El castaño en silencio coloco la corona de flores sobre sus cabellos castaños encarando a Aomine quien silenciosamente se maravilló con la visión de Ryou hermosamente vestido para su boda, siempre imagino que se vería así Sakurai cuando decidiera dar ese paso en su vida, lo imagino tal y como estaba vestido y luciendo esa mañana.

Ryou levanto el velo blanco que cubría su rostro y encaro a Daiki quien dudo en tocar al castaño, no luego de todo lo que dijeron en esa habitación.

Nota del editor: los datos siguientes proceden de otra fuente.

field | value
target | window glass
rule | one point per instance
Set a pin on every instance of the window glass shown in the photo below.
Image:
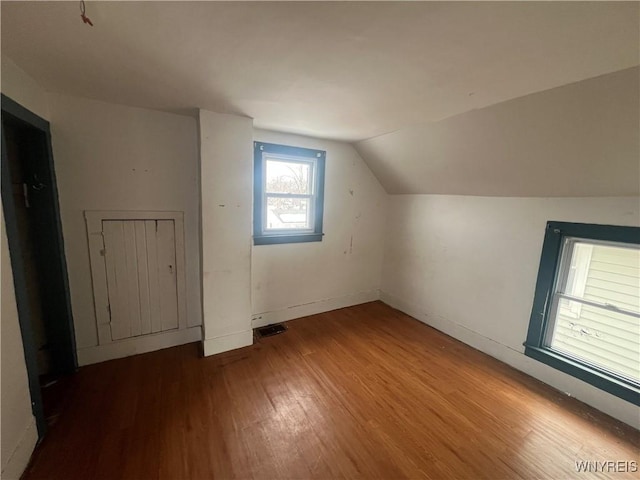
(597, 319)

-Ya no lo amo, Aomine-san. Estos tres meses me hicieron ver algo importante, algo que estaba ignorando y que no quería ver ni notar para no permitir que Aomine-san me abandonara- explico el castaño viendo a los ojos a Aomine –"Alguien que te destroza, no puede ser el amor de tu vida". Taiga-san tiene razón en ese aspecto, permití muchas cosas solo porque pensé que Aomine-san era el hombre de mi vida, perdí diez años, pero pude rectificar mis errores. Me caso esta tarde con un buen hombre, Aomine-san. Mucho mejor que usted en todos los aspectos- Daiki tomo sus manos, pero Ryou se parto de un solo movimiento, ya dijo todo lo que tenía que decir. Bajo el velo cubriendo de nuevo su rostro, camino lejos de Aomine y agrego –adiós, Aomine-san-

Salió en silencio de la habitación soltando un sonoro suspiro mientras cerraba la puerta. Ese capítulo de su vida estaba cerrado finalmente.

Se dio un par de palmaditas en las mejillas, aclaro la garganta y apresuro el paso.

Su prometido estaba esperando por él.


Muy telenovelero lo ultimo mas no me arrepiento de nada jsjsjs.